O efeito das drogas no rosto se parece com o provocado pela Sida, quando surgiu a epidemia disse Marcela. Este aspecto do rosto limita as pessoas em seus relacionamentos e na busca por emprego. Nos homens, pernas e braços afinam em maior medida em 68% dos casos, enquanto nas mulheres em 53%. Por outro lado, elas sofrem mais acúmulo de gordura nas mamas e no abdômen, em até 74% das portadoras em tratamento, e nos homens 31%.

“Quando nos reunimos na Rede, a maioria mostra sinais evidentes”, disse Marcela, revelando que nos últimos encontros a questão surge como uma das preocupações principais dos pacientes. Nos homens, a questão das mamas é um estigma severo. A lipodistrofia também tem impacto em meninos, meninas e adolescentes. “Uma criança de 12 anos dizia que na escola não sabem que tem HIV, mas suspeitam que esteja doente por causa do rosto ossudo, e este estigma deve ser abordado”, explicou.

Os adultos dizem sentir inibição para relacionarem-se com um parceiro ou parceira, de manter relações sexuais ou até por um traje de banho. “Ninguém chega a abandonar o tratamento, mas sofre muito e são necessárias alternativas”, disse. “Ter HIV já nos coloca inúmeras barreiras. Se temos uma corcova nas costas ou não encontramos roupa que nos caia bem, não nos animamos a ir à praia, e isto não é qualidade de vida”, acrescentou.

Marcela também coordena o Movimento Latino-Americano e do Caribe de Mulheres Positivas e afirma que esta questão ainda não é tratada em nível regional. Muitos países ainda lutam para garantir o financiamento do acesso gratuito aos medicamentos. No Brasil, houve algumas reclamações de tratamentos estéticos, mas apenas individualmente, explicou Marcela. Por outro lado, a Espanha acaba de lançar uma campanha.
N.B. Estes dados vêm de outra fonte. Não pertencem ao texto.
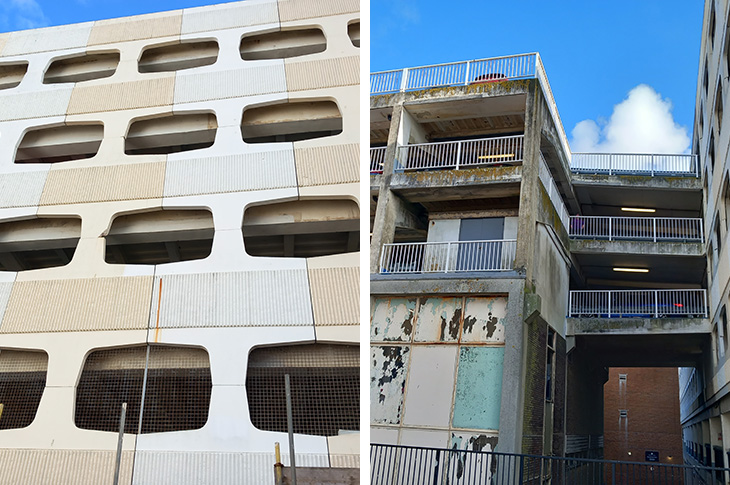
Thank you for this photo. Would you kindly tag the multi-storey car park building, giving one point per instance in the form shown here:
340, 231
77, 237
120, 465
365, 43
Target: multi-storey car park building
508, 274
178, 230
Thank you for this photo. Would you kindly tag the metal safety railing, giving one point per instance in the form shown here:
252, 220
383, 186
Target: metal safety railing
377, 159
406, 465
637, 228
460, 154
638, 303
447, 257
635, 164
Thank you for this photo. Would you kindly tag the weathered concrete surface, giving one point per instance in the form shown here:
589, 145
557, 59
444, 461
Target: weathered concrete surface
323, 476
664, 248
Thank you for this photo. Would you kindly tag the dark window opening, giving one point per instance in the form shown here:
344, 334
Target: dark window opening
22, 381
160, 237
60, 144
12, 74
291, 121
38, 243
302, 229
171, 134
177, 396
176, 57
324, 383
283, 44
84, 67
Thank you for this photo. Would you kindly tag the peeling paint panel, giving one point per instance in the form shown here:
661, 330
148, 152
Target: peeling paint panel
387, 383
478, 388
484, 319
392, 319
438, 320
429, 390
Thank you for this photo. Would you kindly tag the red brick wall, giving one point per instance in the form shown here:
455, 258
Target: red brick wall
651, 397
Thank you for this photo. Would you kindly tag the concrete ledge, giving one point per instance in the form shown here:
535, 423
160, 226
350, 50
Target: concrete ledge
634, 326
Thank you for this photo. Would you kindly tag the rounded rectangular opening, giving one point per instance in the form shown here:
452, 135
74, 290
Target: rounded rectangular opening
171, 134
283, 44
84, 67
291, 121
176, 57
60, 143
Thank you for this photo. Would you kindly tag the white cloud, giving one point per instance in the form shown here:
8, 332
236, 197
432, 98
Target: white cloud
641, 123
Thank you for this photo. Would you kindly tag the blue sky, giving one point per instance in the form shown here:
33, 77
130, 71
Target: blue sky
595, 52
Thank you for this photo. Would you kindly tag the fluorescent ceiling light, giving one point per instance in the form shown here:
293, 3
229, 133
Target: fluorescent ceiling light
636, 209
632, 270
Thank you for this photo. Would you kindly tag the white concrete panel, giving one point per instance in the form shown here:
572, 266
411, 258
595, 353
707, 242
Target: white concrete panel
48, 39
430, 386
231, 173
255, 298
227, 16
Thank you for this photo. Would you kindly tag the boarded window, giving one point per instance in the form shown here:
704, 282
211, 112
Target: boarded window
12, 74
302, 229
38, 243
283, 44
177, 396
291, 121
171, 134
84, 67
324, 382
22, 380
159, 237
60, 143
176, 57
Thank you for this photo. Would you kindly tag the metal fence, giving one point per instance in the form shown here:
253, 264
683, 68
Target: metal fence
377, 159
460, 154
638, 303
637, 228
406, 465
446, 257
634, 163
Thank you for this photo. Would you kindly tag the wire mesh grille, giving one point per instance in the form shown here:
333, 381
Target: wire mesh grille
325, 388
22, 380
177, 395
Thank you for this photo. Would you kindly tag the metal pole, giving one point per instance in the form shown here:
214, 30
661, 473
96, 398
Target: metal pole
119, 443
290, 428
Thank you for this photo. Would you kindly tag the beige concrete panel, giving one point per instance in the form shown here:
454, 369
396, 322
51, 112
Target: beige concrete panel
327, 165
101, 184
335, 296
304, 9
229, 15
134, 28
63, 467
78, 305
47, 39
323, 73
120, 96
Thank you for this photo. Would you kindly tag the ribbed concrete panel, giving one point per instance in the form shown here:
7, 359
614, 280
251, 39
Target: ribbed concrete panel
324, 73
147, 27
112, 97
221, 17
21, 189
100, 184
232, 173
78, 305
63, 467
256, 298
48, 39
335, 296
34, 105
230, 84
195, 468
304, 9
327, 165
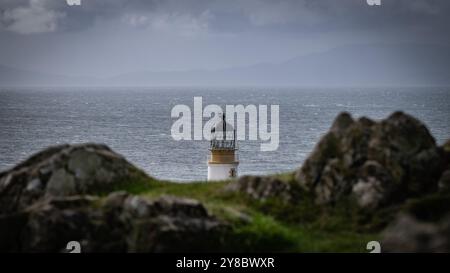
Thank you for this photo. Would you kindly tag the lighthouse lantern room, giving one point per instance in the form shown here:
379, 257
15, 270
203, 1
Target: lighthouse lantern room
223, 159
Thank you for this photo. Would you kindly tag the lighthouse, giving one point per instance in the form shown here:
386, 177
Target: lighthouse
223, 159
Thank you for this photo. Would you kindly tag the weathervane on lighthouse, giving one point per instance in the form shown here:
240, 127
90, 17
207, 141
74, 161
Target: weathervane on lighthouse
223, 159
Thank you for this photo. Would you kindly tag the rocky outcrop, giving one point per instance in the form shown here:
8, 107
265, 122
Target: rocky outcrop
377, 163
262, 188
118, 223
63, 171
410, 235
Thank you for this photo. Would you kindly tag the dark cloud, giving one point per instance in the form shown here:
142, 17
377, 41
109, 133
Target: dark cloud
227, 16
105, 37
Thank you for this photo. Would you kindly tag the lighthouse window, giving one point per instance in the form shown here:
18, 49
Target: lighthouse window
232, 172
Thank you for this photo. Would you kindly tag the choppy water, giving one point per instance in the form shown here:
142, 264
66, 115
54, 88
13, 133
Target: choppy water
136, 122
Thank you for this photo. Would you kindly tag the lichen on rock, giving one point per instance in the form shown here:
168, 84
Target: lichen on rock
377, 163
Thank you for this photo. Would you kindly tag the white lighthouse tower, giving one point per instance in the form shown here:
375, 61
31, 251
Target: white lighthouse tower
223, 159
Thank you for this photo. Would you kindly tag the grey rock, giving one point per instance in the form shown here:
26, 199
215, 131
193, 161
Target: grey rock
377, 163
116, 223
262, 188
61, 171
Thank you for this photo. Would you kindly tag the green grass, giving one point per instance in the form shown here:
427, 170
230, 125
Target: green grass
267, 226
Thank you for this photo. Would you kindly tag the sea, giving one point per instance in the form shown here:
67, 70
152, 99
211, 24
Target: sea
136, 122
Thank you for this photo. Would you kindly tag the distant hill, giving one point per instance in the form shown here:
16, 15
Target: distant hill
347, 65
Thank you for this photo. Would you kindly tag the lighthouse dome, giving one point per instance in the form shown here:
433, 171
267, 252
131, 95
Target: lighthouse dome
223, 130
222, 126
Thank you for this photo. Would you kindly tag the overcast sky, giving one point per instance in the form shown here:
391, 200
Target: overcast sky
109, 37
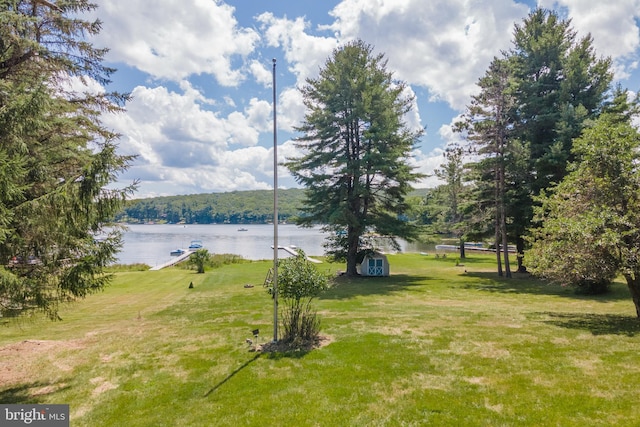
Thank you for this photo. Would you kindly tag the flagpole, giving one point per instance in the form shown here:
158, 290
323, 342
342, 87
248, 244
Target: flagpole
275, 211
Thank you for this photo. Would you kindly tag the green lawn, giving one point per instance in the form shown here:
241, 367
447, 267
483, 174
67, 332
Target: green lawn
434, 344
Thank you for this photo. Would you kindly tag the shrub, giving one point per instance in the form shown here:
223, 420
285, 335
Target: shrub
299, 282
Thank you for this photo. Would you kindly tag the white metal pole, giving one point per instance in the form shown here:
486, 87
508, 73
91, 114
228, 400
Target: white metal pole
275, 211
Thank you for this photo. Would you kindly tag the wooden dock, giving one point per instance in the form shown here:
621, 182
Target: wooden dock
175, 260
294, 251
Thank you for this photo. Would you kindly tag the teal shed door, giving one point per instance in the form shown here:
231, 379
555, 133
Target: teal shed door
375, 267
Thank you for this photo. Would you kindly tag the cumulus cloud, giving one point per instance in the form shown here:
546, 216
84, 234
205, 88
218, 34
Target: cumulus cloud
175, 39
181, 143
443, 45
304, 52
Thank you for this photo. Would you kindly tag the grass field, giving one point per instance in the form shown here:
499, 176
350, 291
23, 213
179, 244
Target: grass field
434, 344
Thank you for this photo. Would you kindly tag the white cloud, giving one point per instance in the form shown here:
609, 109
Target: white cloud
443, 45
175, 39
261, 74
305, 53
181, 144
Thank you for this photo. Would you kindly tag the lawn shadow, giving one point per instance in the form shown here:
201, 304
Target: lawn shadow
597, 324
524, 283
31, 392
232, 374
349, 287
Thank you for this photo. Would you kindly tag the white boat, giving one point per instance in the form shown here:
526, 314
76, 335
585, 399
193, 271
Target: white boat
195, 244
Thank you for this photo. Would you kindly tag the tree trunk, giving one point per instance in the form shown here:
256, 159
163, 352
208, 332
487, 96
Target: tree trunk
505, 243
520, 254
352, 252
498, 258
633, 283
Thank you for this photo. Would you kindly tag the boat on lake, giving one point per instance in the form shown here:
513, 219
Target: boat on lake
195, 244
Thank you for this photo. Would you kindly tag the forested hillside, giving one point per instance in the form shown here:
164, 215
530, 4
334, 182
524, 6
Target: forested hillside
238, 207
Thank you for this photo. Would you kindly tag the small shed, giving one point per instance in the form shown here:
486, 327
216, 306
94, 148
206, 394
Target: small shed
374, 264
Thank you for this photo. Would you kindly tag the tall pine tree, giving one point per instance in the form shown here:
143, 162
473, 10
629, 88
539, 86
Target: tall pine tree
356, 147
58, 161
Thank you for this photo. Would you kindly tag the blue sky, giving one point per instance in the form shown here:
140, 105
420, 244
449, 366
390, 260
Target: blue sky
200, 73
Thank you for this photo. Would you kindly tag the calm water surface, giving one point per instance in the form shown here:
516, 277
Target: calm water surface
151, 244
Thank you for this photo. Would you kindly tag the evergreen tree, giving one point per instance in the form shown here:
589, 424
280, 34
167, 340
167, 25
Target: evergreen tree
488, 124
356, 144
590, 223
57, 159
560, 84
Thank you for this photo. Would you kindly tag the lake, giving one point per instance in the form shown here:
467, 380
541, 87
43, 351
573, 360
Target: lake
151, 244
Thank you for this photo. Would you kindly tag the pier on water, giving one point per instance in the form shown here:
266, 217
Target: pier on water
175, 260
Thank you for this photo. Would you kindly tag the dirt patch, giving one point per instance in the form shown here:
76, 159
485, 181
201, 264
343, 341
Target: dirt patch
18, 360
288, 347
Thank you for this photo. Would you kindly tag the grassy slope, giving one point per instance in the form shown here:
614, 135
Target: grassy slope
435, 344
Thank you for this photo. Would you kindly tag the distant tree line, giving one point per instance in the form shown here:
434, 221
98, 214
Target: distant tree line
237, 207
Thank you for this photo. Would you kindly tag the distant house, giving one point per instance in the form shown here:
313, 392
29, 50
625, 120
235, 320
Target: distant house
374, 264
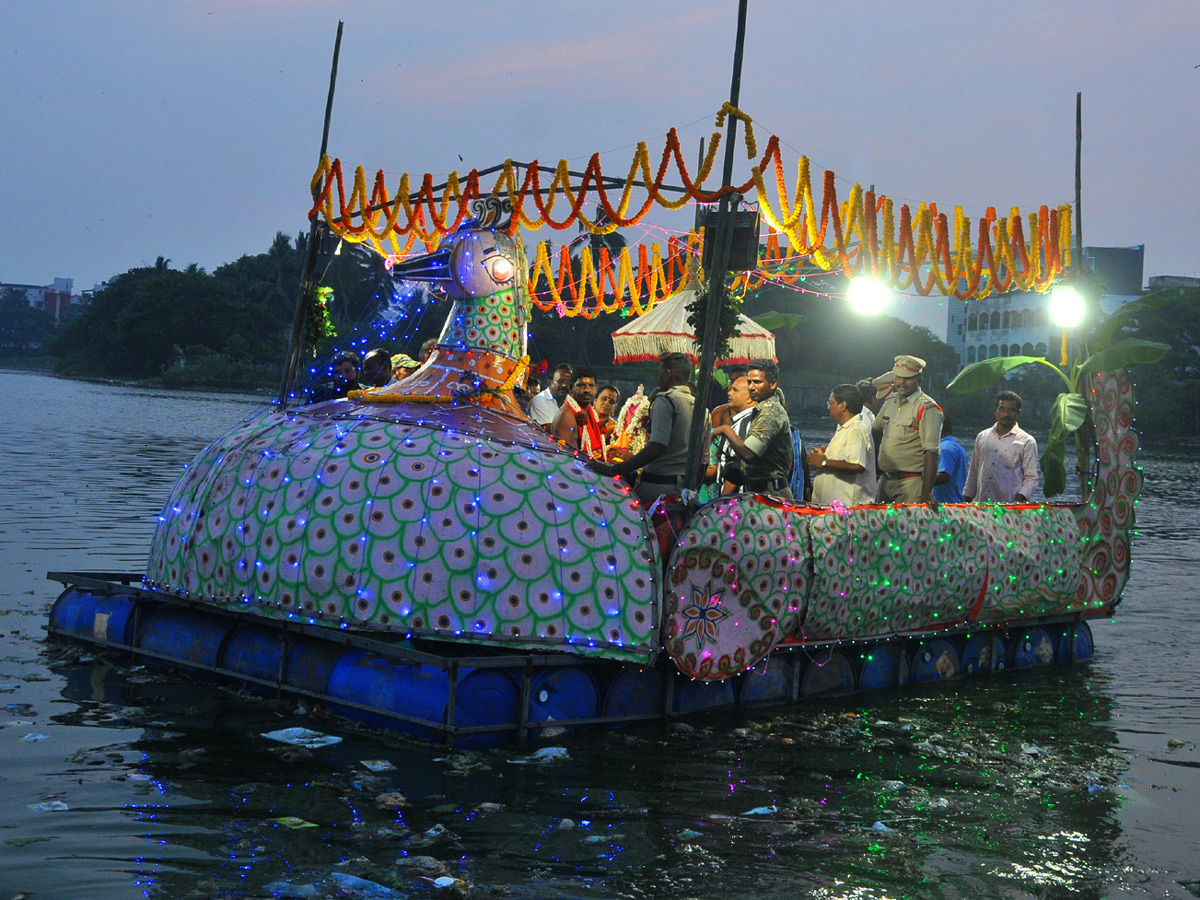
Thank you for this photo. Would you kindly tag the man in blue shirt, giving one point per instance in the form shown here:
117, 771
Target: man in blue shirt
952, 466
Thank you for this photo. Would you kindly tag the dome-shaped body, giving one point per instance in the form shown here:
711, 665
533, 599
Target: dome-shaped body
453, 521
431, 507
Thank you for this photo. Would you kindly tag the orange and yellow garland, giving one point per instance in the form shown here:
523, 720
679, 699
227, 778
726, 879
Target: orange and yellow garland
861, 235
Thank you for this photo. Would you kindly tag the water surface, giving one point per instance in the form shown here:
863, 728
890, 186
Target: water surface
1067, 781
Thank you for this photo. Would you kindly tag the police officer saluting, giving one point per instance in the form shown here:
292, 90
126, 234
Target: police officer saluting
907, 431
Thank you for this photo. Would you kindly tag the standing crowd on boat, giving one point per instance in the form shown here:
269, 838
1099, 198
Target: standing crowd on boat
893, 443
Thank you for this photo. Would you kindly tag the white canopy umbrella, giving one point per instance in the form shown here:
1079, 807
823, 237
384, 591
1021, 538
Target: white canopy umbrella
665, 329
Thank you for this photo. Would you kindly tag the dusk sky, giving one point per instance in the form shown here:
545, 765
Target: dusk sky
191, 130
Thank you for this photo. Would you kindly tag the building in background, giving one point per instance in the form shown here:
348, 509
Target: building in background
54, 298
1018, 323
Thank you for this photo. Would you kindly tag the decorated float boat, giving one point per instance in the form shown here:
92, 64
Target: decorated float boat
423, 557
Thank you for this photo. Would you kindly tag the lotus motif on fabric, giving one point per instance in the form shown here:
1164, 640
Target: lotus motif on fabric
702, 616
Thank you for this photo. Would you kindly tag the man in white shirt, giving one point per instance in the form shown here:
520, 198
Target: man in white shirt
845, 469
724, 461
1005, 462
544, 407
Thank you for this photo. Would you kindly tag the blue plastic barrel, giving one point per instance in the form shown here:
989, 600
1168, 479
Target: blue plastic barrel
634, 693
981, 651
1031, 647
1083, 637
883, 665
255, 651
483, 696
184, 639
768, 684
311, 661
94, 616
563, 693
933, 661
828, 673
694, 696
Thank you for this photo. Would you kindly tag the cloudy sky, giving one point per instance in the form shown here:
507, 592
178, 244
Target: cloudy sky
191, 130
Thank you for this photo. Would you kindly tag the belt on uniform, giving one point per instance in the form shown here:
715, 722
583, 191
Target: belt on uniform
767, 484
659, 479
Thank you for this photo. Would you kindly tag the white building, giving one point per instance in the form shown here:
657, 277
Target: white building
53, 298
1018, 323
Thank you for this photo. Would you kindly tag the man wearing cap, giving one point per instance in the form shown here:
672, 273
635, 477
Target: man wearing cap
907, 432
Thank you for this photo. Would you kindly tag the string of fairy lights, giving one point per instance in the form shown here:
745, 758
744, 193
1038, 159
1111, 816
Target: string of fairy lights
918, 251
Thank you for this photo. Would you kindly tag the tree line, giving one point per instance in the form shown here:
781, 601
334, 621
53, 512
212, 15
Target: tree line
231, 328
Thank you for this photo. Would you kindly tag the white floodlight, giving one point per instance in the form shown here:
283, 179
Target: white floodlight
1066, 306
868, 297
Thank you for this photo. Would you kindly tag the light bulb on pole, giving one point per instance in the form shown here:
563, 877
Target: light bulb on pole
1066, 306
868, 297
1067, 311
Os próprios médicos não estão conscientes do impacto que o problema causa na autoestima dos pacientes. “A primeira coisa que devemos fazer é sensibilizar os profissionais da saúde, porque eles pensam que é um tema sem profundidade”, disse. Marcela entende que há alternativas que poderiam deter as deformações quando estas começam a aparecer, como os exercícios. Também há injeções para o rosto e glúteos ou cirurgias para retirar a pele, mas a questão não está na agenda.

Mercedes explicou que, a partir destas preocupações, estão tentando “acomodar alguns tratamentos para que o retrocesso seja gradual”, mas admitiu que ainda não se sabe a razão de alguns pacientes apresentarem a lipodistrofia e outros não. “É muito bom o ativismo destas redes para que o tema seja pesquisado e discutido em fóruns, porque efetivamente os inibidores de protease e de transcriptasa (enzimas) causam estas deformações em muitos pacientes”, disse.

Mercedes acrescentou que as drogas também provocam problemas renais, necrose nos ossos e problemas cardiovasculares como infarto, devido ao aumento dos níveis de colesterol e triglicérides que causam. “Não se trata apenas de lutar contra o vírus, mas contra os efeitos adversos da medicação”, destacou, admitindo que a lipodistrofia é a consequência mais visível, e, portanto, a que provoca um estigma.

Com a intenção de tornar visível o problema, a Rede montou uma exposição fotográfica em dezembro, junto com a Fundação de Estudos e Pesquisa da Mulher, no Senado da província de Buenos Aires, cuja sede fica em La Plata, capital do distrito. A mostra apresenta registros da lipodistrofia juntamente com testemunhos de pacientes. “Aprendi a viver com o vírus, agora tenho de aprender a viver com o corpo que os comprimidos me deixam”, declarou, por exemplo, Carmen.